Granted, Mr. Musharraf’s reign, launched with a coup that ousted corrupt Prime Minister Nawaz Sharif in 1999, was different from its predecessors. Mr. Musharraf’s finance minister, later prime minister, Shaukat Aziz (a former top Citibank executive) put the country on a sound and growth-oriented footing that continued until early 2007. In fact, Pakistanis generally admit that, for eight years, they had not known life to be so peaceful or prosperous.

Moreover, Mr. Musharraf was able to advance greatly Pakistan’s always poor relations with India, creating a solid working relationship with India’s Prime Minister Manmohan Singh.

To maintain power, President Musharraf triangulated among moderate and radical factions in his own military base of support, and the United States. Following Sept. 11, 2001, he negotiated an anti-terror partnership of sorts with Washington, reversing Pakistan’s previously having been one of only three nations that recognized Taliban-ruled Afghanistan. But the U.S. alliance came at a high financial price to the United States and resulted in stiff demands by the jihadist bloc in the military.

In addition to providing some $600 million annually in civilian and military aid, Washington made an additional estimated $1 billion annually available in special military assistance designed to strengthen the government’s ability to root out and eliminate al Qaeda and Taliban extremists. However, Mr. Musharraf’s fundamentalist colleagues insisted he stall on hunting down al Qaeda and Taliban fighters and their sympathizers in Pakistan’s wild Northwest Frontier Province bordering on Afghanistan. Major Pakistani military elements simply blocked effective action.

Virtually every Bush administration official - President Bush, Vice President Dick Cheney and former Secretaries of State Colin Powell and Condoleezza Rice and Defense Secretaries Donald Rumsfeld and Robert Gates, plus former Joint Chiefs of Staff Chairmen Gens. Richard Myers and Peter Pace, made multiple trips to Islamabad seeking Mr. Musharraf’s agreement to at least allow U.S. incursions into the ungovernable areas bordering Afghanistan.

As one senior diplomat involved put it: “Musharraf always welcomed us warmly and we usually seemed to come to agreement, but within days the message would come that it would be better to postpone action until a more propitious moment.

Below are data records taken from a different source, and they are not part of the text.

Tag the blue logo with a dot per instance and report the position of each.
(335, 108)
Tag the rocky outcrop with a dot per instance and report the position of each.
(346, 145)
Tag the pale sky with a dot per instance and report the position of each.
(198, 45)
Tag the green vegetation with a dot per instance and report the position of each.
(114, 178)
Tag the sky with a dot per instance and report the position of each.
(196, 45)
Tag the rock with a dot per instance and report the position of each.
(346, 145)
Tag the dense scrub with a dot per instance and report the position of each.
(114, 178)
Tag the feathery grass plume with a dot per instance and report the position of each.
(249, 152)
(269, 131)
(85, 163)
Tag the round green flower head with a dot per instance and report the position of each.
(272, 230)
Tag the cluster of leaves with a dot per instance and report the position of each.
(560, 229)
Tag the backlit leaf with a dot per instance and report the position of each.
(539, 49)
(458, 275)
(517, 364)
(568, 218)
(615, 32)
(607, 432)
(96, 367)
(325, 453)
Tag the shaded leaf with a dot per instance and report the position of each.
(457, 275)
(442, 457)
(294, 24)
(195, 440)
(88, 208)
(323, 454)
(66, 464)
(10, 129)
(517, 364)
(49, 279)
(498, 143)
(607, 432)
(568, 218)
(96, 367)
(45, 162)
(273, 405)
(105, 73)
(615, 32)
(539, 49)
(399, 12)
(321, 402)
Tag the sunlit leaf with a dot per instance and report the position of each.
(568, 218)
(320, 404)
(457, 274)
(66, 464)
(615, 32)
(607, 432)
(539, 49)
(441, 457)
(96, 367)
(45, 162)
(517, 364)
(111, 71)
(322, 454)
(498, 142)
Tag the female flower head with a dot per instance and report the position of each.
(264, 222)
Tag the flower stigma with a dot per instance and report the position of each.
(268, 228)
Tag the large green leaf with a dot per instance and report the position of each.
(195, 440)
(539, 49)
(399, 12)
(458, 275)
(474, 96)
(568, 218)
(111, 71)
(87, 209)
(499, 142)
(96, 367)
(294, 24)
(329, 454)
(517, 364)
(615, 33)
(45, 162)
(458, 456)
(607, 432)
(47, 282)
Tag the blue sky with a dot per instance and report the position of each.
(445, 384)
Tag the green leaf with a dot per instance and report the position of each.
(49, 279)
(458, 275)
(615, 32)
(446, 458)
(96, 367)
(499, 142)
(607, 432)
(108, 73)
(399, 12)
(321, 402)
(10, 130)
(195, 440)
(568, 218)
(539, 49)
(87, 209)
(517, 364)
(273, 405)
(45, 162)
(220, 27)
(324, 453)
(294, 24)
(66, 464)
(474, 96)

We finally have been forced to act unilaterally”.

Unwittingly, the seemingly unflappable Mr. Musharraf’s stalling game was sewing the seeds of his own downfall. The reluctance to clean out the radical Muslim elements along the Afghan frontier gave the impression to extremist cadres elsewhere that their time had come, and sporadic civil disobedience evolved into mass demonstrations and suicide bombings, culminating in the assassination last December of Benazir Bhutto, freshly arrived just two months earlier from a nine-year self-imposed exile.

Parliamentary elections this past February placed the two leading parties (Mrs. Bhutto’s Pakistan People’s Party and the Pakistan Muslim League–Nawaz) in a contentious coalition that eventually elected Yousuf Raza Gilani their prime minister. Mr. Gilani took some bold if ill-informed steps, including ordering the army to make strong sorties against the al Qaeda and Taliban border enclaves. But he overstepped when he tried to rein in the army’s vaunted ISI, Inter-Services Intelligence agency, and ordered it placed under civilian control, a move that lasted exactly one day.